La fine di un mondo criminale e il tramonto di tre vecchi gangster in una Roma sempre più schiacciata dal caos, soffocata dal caldo, corrotta, confusa e sommersa dalla ceneri di un incendio perenne. Con Adagio in concorso alla Mostra d’Arte Cinematografica di Venezia, Stefano Sollima conclude la sua trilogia sulla Roma criminale iniziata con Romanzo criminale nel lontano 2008, un film decadente, un commiato per chiudere un cerchio, e in un certo senso anche una riconciliazione. “Alcuni degli elementi drammaturgici e visivi del film come gli incendi e i blackout continui potrebbero sembrare distopici, ma vivendo a Roma non lo sono affatto. Dietro Adagio c’è un atto di amore verso una città che mi era mancata, volevo tornare a raccontarla e come sempre l’ho trasfigurata. Mentre scrivevamo ci sono stati diversi incendi e blackout, sono successi davvero”, racconta il regista. La storia questa volta è quella di Manuel (Gianmarco Franchini), un ragazzo di sedici anni che finisce a una festa per scattare delle foto da consegnare in cambio di soldi a dei carabinieri (Francesco Di Leva e Lorenzo Adorni) guidati da Vasco (Adriano Giannini). Sentendosi raggirato decide di scappare ma si ritrova inseguito dai ricattatori che si riveleranno estremamente pericolosi e determinati a eliminare uno scomodo testimone. A quel punto Manuel si vedrà costretto a chiedere la protezione a due ex-criminali, Cammello (Pierfrancesco Favino) e Polniuman (Valerio Mastandrea) vecchie conoscenze del padre, Daytona (Toni Servillo), un anziano smemorato (o almeno così pare).

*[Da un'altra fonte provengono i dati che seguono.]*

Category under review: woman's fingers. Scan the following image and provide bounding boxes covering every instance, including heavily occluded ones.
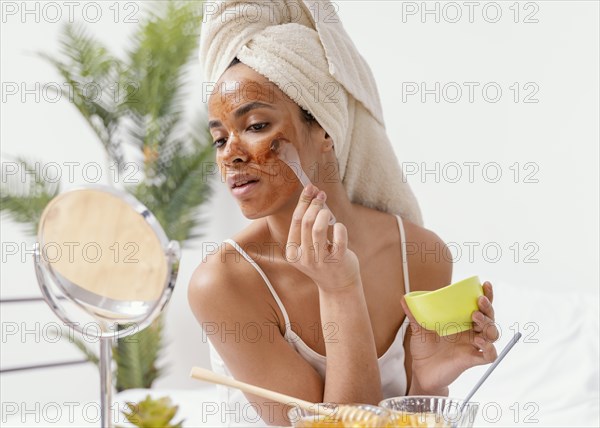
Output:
[474,335,498,363]
[471,311,500,341]
[301,191,326,254]
[286,186,333,265]
[286,185,318,259]
[312,207,332,258]
[483,281,494,304]
[478,295,495,321]
[473,281,498,340]
[332,221,347,255]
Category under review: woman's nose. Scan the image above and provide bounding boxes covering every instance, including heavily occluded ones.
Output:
[221,133,249,165]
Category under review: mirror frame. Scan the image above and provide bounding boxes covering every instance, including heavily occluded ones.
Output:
[33,184,180,339]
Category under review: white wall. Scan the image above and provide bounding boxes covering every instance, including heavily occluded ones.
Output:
[336,1,599,293]
[1,1,598,425]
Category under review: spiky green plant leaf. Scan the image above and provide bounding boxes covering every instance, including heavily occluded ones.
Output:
[113,316,165,392]
[0,157,61,235]
[122,1,203,179]
[130,136,215,242]
[38,23,125,170]
[119,394,184,428]
[5,1,212,393]
[61,329,100,367]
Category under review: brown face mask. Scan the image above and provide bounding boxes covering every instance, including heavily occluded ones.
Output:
[271,139,337,225]
[208,64,307,217]
[249,134,291,176]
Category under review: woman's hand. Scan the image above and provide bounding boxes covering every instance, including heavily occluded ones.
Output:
[401,281,499,395]
[286,185,360,292]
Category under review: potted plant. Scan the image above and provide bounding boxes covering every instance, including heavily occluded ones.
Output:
[1,1,212,393]
[119,395,184,428]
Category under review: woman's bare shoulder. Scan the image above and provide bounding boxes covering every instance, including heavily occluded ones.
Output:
[353,206,452,293]
[400,217,453,293]
[187,223,270,323]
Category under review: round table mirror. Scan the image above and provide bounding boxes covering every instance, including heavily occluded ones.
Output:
[33,185,180,427]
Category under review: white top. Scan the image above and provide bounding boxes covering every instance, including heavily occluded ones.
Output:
[208,214,411,427]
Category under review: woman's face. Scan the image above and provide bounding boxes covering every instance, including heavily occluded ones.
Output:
[208,63,316,219]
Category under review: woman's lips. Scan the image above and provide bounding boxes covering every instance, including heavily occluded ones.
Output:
[231,179,260,198]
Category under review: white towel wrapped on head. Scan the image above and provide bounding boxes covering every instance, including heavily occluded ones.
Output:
[200,0,423,226]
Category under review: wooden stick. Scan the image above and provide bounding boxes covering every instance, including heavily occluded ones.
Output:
[190,367,318,413]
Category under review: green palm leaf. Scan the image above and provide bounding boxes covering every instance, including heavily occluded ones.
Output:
[61,329,100,367]
[0,157,61,235]
[38,23,125,170]
[123,0,203,173]
[114,316,164,392]
[5,1,213,393]
[131,128,215,242]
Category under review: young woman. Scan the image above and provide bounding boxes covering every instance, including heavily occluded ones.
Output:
[189,2,498,426]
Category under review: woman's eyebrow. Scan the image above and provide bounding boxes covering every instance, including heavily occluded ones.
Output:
[208,119,222,129]
[233,101,275,118]
[208,102,275,129]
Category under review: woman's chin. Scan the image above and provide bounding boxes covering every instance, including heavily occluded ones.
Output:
[235,198,271,220]
[236,197,285,220]
[239,209,265,220]
[232,183,300,220]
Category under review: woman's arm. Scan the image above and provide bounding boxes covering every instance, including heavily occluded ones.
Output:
[286,185,382,404]
[402,226,454,395]
[318,282,382,404]
[188,185,382,426]
[401,225,499,396]
[188,257,325,427]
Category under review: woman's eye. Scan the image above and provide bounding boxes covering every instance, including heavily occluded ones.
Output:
[212,138,226,148]
[248,123,268,131]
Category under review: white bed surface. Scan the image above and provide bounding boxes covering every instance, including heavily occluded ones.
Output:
[3,281,598,427]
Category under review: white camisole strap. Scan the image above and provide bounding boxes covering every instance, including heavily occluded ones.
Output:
[222,238,292,327]
[395,214,411,294]
[223,214,410,324]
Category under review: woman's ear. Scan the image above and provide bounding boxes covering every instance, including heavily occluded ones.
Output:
[322,131,334,152]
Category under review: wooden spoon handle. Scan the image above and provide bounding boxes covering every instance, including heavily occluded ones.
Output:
[190,367,317,413]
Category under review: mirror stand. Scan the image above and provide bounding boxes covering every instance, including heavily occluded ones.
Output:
[33,238,180,428]
[32,186,180,428]
[100,336,112,428]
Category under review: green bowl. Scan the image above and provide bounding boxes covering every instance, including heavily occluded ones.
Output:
[404,276,483,336]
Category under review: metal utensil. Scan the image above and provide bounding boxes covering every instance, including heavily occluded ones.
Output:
[452,332,522,427]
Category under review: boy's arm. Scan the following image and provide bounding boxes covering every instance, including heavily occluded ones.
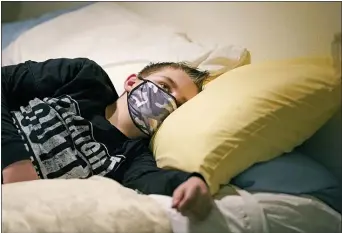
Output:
[2,58,116,110]
[1,58,116,181]
[120,140,205,196]
[119,139,213,220]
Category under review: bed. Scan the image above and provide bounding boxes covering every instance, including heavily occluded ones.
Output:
[1,3,341,233]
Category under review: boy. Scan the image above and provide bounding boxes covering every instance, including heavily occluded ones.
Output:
[1,58,212,220]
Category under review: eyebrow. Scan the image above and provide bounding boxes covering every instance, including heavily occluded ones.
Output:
[160,75,177,88]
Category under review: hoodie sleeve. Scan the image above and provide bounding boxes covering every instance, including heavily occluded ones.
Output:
[1,58,116,169]
[1,58,117,111]
[118,139,207,196]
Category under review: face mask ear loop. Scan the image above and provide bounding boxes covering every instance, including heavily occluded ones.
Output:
[137,75,144,81]
[127,77,147,99]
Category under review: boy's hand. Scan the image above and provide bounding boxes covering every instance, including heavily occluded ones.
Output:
[2,160,39,184]
[172,176,213,221]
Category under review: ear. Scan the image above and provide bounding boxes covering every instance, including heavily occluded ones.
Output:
[124,74,138,92]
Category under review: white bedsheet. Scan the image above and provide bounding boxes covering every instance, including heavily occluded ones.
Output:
[2,177,340,233]
[2,2,249,95]
[151,187,341,233]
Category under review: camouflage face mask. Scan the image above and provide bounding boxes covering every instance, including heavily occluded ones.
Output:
[127,80,178,136]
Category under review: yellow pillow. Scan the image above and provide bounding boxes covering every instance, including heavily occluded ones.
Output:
[151,57,341,195]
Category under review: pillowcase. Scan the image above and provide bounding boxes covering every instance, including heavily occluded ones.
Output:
[151,57,341,195]
[2,176,172,233]
[231,149,339,194]
[231,149,341,213]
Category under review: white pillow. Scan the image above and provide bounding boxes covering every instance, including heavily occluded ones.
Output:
[2,176,172,233]
[2,2,249,95]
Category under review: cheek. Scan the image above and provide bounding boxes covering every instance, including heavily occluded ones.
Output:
[172,90,198,106]
[185,88,199,101]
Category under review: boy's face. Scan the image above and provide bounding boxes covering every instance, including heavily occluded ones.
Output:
[124,68,199,106]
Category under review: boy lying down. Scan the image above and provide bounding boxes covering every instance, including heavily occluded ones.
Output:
[1,58,213,220]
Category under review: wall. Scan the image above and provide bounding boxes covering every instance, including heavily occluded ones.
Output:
[3,2,88,22]
[17,2,88,20]
[119,2,341,63]
[1,2,21,22]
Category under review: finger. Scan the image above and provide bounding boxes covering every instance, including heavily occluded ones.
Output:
[172,185,185,208]
[178,187,198,214]
[183,187,211,220]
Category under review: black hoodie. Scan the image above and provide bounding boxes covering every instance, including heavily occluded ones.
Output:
[1,58,197,195]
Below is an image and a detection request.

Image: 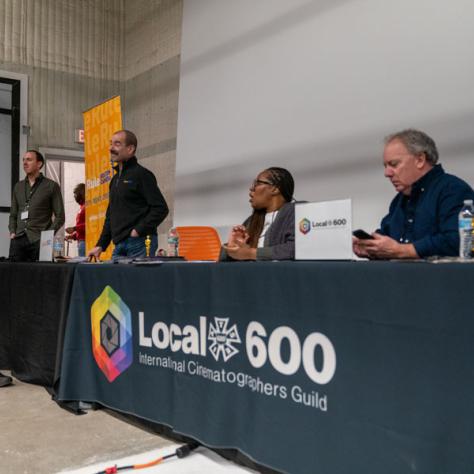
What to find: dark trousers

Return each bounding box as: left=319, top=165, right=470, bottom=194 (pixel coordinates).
left=9, top=234, right=40, bottom=262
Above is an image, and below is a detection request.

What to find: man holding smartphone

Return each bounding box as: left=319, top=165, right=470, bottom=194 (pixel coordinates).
left=353, top=129, right=474, bottom=259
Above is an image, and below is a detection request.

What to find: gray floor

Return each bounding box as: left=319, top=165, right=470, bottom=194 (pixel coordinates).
left=0, top=373, right=175, bottom=474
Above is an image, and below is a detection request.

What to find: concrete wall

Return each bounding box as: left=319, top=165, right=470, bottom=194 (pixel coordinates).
left=0, top=0, right=183, bottom=253
left=122, top=0, right=183, bottom=241
left=0, top=0, right=123, bottom=155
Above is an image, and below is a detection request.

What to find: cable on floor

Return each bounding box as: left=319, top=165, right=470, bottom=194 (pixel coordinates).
left=93, top=442, right=200, bottom=474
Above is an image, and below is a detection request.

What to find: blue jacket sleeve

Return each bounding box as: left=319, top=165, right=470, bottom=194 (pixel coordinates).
left=413, top=182, right=474, bottom=257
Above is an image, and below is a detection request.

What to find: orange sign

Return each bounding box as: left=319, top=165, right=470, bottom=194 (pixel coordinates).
left=83, top=96, right=122, bottom=259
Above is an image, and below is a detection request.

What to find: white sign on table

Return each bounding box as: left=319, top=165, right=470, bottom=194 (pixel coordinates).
left=295, top=199, right=353, bottom=260
left=39, top=230, right=54, bottom=261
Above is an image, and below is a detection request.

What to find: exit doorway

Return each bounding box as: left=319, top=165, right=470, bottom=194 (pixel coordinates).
left=40, top=148, right=84, bottom=257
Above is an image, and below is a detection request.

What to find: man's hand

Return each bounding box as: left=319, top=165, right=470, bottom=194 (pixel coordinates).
left=223, top=243, right=257, bottom=261
left=352, top=237, right=370, bottom=258
left=227, top=225, right=249, bottom=247
left=10, top=233, right=15, bottom=239
left=354, top=233, right=418, bottom=259
left=130, top=229, right=139, bottom=238
left=88, top=246, right=103, bottom=259
left=65, top=226, right=75, bottom=234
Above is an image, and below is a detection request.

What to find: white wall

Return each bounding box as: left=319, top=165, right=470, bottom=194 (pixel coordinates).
left=175, top=0, right=474, bottom=232
left=0, top=108, right=11, bottom=207
left=0, top=214, right=10, bottom=257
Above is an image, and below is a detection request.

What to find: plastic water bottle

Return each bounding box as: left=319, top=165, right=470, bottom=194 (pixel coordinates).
left=167, top=227, right=179, bottom=257
left=53, top=236, right=63, bottom=258
left=458, top=199, right=474, bottom=259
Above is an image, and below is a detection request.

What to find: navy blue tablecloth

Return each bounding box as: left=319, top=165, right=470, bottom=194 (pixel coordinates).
left=57, top=260, right=474, bottom=474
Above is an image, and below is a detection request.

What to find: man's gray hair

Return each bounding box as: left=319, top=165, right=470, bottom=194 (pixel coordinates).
left=384, top=129, right=439, bottom=165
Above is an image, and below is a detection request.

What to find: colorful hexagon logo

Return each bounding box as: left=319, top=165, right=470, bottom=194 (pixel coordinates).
left=91, top=286, right=133, bottom=382
left=299, top=218, right=311, bottom=235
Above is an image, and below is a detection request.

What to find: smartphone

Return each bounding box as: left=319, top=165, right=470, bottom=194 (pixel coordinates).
left=352, top=229, right=374, bottom=240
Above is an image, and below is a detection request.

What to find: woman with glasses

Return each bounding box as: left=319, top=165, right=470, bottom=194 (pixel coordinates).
left=221, top=167, right=295, bottom=260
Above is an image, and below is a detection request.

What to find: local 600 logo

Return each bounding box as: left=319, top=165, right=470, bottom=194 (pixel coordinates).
left=92, top=287, right=337, bottom=385
left=139, top=315, right=336, bottom=385
left=299, top=217, right=311, bottom=235
left=91, top=286, right=133, bottom=382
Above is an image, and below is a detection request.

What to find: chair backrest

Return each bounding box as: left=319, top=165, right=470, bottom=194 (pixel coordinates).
left=175, top=226, right=222, bottom=261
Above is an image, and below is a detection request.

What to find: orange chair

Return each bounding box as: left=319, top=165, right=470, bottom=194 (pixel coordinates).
left=175, top=226, right=222, bottom=261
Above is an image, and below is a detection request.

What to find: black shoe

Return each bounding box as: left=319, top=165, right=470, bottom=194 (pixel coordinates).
left=0, top=372, right=13, bottom=387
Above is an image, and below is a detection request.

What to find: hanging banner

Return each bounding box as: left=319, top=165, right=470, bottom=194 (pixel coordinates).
left=83, top=96, right=122, bottom=259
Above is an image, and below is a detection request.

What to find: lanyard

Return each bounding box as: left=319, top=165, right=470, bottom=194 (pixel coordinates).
left=24, top=175, right=43, bottom=207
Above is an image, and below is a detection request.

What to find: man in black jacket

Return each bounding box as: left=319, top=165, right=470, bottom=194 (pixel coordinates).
left=88, top=130, right=168, bottom=259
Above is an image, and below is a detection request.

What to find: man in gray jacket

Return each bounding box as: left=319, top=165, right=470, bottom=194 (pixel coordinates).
left=9, top=150, right=65, bottom=262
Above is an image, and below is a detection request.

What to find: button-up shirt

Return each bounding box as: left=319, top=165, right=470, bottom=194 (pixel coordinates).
left=9, top=174, right=65, bottom=243
left=378, top=165, right=474, bottom=257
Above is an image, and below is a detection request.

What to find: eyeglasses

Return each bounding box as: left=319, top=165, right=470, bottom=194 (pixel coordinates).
left=250, top=179, right=274, bottom=190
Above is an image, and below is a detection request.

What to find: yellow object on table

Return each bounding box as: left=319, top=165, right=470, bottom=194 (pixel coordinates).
left=145, top=235, right=151, bottom=257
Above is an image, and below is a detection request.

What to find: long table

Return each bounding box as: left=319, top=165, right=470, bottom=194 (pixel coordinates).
left=55, top=260, right=474, bottom=474
left=0, top=261, right=76, bottom=386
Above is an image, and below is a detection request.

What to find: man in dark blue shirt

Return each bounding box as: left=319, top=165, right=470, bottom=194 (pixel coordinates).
left=353, top=129, right=474, bottom=259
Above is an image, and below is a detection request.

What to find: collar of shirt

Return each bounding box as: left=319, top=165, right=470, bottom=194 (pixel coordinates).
left=112, top=156, right=138, bottom=172
left=25, top=172, right=44, bottom=187
left=410, top=164, right=444, bottom=197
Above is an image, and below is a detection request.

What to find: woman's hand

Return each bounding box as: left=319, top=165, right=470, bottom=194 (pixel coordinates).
left=223, top=243, right=257, bottom=261
left=227, top=225, right=249, bottom=247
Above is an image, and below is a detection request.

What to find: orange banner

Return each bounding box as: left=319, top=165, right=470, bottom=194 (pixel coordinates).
left=83, top=96, right=122, bottom=259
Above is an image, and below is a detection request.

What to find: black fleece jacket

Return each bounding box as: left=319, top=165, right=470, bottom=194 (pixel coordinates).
left=96, top=157, right=169, bottom=250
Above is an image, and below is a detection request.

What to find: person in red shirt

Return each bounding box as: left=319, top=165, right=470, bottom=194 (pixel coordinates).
left=66, top=183, right=86, bottom=256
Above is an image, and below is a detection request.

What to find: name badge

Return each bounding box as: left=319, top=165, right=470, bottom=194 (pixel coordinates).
left=21, top=210, right=29, bottom=220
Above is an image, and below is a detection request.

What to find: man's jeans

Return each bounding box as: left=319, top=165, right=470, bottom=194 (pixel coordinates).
left=112, top=235, right=158, bottom=260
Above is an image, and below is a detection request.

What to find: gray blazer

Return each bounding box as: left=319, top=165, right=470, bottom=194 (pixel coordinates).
left=221, top=202, right=295, bottom=261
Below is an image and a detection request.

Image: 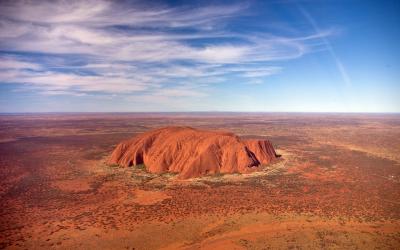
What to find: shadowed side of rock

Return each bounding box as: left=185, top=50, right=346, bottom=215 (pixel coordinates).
left=108, top=126, right=278, bottom=179
left=243, top=139, right=278, bottom=164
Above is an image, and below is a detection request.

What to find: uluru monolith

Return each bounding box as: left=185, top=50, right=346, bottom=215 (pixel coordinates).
left=108, top=126, right=278, bottom=179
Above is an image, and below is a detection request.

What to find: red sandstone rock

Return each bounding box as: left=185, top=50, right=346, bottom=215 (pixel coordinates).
left=244, top=139, right=277, bottom=165
left=108, top=126, right=277, bottom=179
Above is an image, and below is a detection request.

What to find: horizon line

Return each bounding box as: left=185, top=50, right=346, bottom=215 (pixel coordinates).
left=1, top=111, right=399, bottom=115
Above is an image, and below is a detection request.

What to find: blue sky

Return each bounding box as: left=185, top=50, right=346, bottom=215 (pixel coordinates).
left=0, top=0, right=399, bottom=112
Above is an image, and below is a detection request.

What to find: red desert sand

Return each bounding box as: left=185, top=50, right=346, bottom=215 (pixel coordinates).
left=108, top=126, right=278, bottom=178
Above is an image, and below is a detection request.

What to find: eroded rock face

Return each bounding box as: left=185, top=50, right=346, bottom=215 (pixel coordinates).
left=108, top=126, right=278, bottom=179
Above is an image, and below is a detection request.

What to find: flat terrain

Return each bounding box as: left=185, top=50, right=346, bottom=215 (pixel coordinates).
left=0, top=113, right=399, bottom=249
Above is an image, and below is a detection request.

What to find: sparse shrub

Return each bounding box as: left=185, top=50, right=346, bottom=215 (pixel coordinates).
left=135, top=164, right=146, bottom=170
left=213, top=172, right=225, bottom=178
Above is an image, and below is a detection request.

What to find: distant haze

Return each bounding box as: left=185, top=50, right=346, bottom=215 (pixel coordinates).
left=0, top=0, right=399, bottom=112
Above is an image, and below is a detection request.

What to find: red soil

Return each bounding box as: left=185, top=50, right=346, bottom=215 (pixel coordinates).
left=108, top=126, right=277, bottom=178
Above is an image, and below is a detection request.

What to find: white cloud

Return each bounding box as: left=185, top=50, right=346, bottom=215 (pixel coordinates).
left=195, top=46, right=249, bottom=63
left=0, top=0, right=332, bottom=99
left=0, top=57, right=41, bottom=70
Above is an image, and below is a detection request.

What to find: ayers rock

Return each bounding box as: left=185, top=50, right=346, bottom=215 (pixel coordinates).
left=108, top=126, right=278, bottom=179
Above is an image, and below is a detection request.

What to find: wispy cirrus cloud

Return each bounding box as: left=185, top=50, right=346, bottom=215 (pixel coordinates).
left=0, top=0, right=332, bottom=101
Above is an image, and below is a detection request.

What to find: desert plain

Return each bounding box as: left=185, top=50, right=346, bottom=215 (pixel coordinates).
left=0, top=113, right=399, bottom=249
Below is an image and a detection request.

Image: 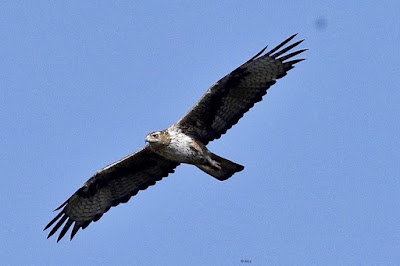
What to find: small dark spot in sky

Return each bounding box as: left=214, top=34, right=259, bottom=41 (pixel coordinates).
left=315, top=17, right=327, bottom=31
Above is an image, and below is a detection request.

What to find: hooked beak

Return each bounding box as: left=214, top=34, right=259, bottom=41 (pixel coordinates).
left=145, top=134, right=154, bottom=144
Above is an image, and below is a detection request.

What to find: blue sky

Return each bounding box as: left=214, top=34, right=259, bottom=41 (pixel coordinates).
left=1, top=1, right=400, bottom=265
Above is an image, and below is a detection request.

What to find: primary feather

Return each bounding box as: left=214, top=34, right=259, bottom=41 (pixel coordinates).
left=45, top=35, right=306, bottom=241
left=176, top=34, right=306, bottom=144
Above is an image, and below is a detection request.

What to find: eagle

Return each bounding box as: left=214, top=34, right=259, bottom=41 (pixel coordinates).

“Daytona fa una recita nella recita – spiega Servillo, alla sua prima volta sul set con Sollima insieme a Mastandrea e alle prese con il romanesco- Sono personaggi criminali che hanno vissuto entro certe regole che intendono rispettare fino alla fine sapendo di andare a sbattere contro un destino inevitabile. Daytona non viene mai meno alla voglia di giocarsela”. Torna invece il sodalizio con Favino, che qui interpreta Cammello: “Lavorare con Stefano è sempre un bel gioco di invenzione, essere nei suoi film vuol dire occupare lo spazio con il corpo in maniera diversa e poter giocare con le inquadrature. L’idea era quella di costruire un personaggio quasi grafico, frutto di certi fumetti degli anni ‘70. – racconta l’attore – Cammello è come quei cani randagi nella polvere abbandonati in un angolo dove vanno a morire in solitudine, quando improvvisamente bussa inattesa alla porta una guerra antica che ti fa risentire quasi l’energia giovanile di quell’adrenalina, il richiamo di un mondo per me negativo, ma che per chi ne fa parte vuol dire valere ancora qualcosa”. E non ha dubbi nel definire Sollima “un regista punk”, perché nei suoi film “non esiste un Dio, non c’è redenzione”.
Un sottobosco di ex membri della Banda della Magliana, che però non ha nessun legame con la serie Romanzo criminale: “Lì raccontavo la nascita di una banda, qui la decadenza del crimine, di tre vecchie leggende che vivono ai margini. L’appartenenza alla banda è l’unico elemento di unione, ma serve solo per dare ai personaggi una passato mitologico, quindi per una funzione esclusivamente narrativa. È un film quasi sentimentale, intimo”, conclude il regista.